Data Integration Tutorial for Python

The quickstart explained the mechanics of setting up your Nominal Python client, as well as uploading simple datasets. Here, in this tutorial, we think more broadly about the steps involved with data capture, how those steps correspond with the Nominal Data Model, as well as how to automate uploads using Python.

Working with assets

In Nominal, an Asset is the digital representation of a physical device operated during tests. For example, if you are handling data for a fleet of airplanes, then each of those airplanes could be represented as an Asset within Nominal.

While it is simple to describe an Asset as a 1:1 relation between physical assets, it should be noted that an Asset may also refer to a shared concept. For example, an Asset in Nominal could be used to group simulation runs for a planned future aircraft that doesn’t exist physically yet.

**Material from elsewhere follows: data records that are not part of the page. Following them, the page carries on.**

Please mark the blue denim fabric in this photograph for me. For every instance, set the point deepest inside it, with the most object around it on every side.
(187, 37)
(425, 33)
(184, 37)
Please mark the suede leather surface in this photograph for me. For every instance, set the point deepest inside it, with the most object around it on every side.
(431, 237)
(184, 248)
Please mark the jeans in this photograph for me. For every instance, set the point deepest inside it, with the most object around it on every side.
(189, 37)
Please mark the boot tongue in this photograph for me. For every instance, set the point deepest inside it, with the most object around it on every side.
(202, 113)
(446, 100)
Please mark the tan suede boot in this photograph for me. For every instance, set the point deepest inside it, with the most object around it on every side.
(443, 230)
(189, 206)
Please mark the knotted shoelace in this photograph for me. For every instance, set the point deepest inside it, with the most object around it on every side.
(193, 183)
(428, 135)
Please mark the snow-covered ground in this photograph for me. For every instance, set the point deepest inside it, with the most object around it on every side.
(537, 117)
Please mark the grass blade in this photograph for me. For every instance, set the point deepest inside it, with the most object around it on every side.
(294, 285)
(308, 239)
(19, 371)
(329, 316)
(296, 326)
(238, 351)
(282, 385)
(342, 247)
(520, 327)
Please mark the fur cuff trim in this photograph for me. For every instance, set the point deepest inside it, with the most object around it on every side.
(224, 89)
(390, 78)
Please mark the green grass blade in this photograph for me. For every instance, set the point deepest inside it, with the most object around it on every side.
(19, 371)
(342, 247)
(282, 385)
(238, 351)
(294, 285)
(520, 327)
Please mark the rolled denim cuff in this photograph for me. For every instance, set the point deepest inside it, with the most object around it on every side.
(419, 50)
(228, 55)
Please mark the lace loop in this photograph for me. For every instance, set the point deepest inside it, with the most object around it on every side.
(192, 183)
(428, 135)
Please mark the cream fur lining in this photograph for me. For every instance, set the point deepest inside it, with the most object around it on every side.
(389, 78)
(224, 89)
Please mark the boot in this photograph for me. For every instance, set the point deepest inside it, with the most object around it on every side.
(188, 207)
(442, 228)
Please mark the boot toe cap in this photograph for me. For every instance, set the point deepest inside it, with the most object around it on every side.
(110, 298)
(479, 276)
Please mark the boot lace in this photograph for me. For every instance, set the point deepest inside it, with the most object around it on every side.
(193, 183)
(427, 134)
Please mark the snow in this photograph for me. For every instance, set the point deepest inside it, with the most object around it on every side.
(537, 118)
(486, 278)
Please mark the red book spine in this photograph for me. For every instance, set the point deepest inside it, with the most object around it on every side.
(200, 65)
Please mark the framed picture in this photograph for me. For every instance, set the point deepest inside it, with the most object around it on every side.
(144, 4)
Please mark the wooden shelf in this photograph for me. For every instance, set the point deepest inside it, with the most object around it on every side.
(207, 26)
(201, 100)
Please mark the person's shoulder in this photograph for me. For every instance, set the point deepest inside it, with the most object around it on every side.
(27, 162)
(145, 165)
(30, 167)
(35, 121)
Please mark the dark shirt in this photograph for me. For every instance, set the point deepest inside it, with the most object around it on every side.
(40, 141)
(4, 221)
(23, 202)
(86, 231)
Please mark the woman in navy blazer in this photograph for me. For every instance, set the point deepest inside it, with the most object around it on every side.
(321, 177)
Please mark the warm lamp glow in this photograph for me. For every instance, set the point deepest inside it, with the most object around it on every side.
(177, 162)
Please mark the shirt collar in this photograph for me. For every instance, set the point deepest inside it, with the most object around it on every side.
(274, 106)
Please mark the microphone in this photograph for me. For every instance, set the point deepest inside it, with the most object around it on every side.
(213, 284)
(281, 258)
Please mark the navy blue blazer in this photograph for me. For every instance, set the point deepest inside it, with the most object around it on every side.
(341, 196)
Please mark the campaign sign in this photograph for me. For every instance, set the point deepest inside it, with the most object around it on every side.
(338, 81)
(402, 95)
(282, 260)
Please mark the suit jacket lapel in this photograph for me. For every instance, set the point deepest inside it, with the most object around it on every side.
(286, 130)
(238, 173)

Assets have (amongst other things):

  • A human readable name and a description.
  • Properties which may help programmatically identify an asset from others. Some examples:
    • For airplanes: a model and tail number are commonly used to map between a physical plane and the asset in Nominal.
    • For self-driving food delivery cars: a license plate number, make / model, sensors fitted (has_lidar, has_radar, has_night_vision_cameras, etc.)
    • For vibration stands: a serial number, type, and warehouse number.

Other associated metadata may include labels, URLs to resources associated with the asset, file attachments, etc. As we’ll see later, an asset can be found by name, or by searching metadata.

Being able to uniquely identify an Asset in Nominal via a combination of properties enables easy lookup and search based on conventions contextual to your organization.

Case Study: Electric Gliders

Imagine that we are working at a company that produces electric gliders. We have two generations of our product, codenamed shimmer and sidewinder. Each of our gliders has a uniquely identifying tail number, sn-001 through sn-999.

While operating these gliders, we generate the following types of data:

  • a variety of files containing timeseries data, ranging from .csv files to proprietary binary file formats;
  • an .mcap recording containing timeseries data and camera data;
  • several .mp4 videos from several cameras; and
  • log files from systemd (read using journalctl).

We now have a test event coming up, and need to ingest flight artifacts for analysis in Nominal afterwards.

1

Creating an Asset

To start, we create an Asset that we can upload data to, one per glider. If we had only a few assets, this could be done via the frontend. However, we have thousands of gliders, so we will be automating the process using python.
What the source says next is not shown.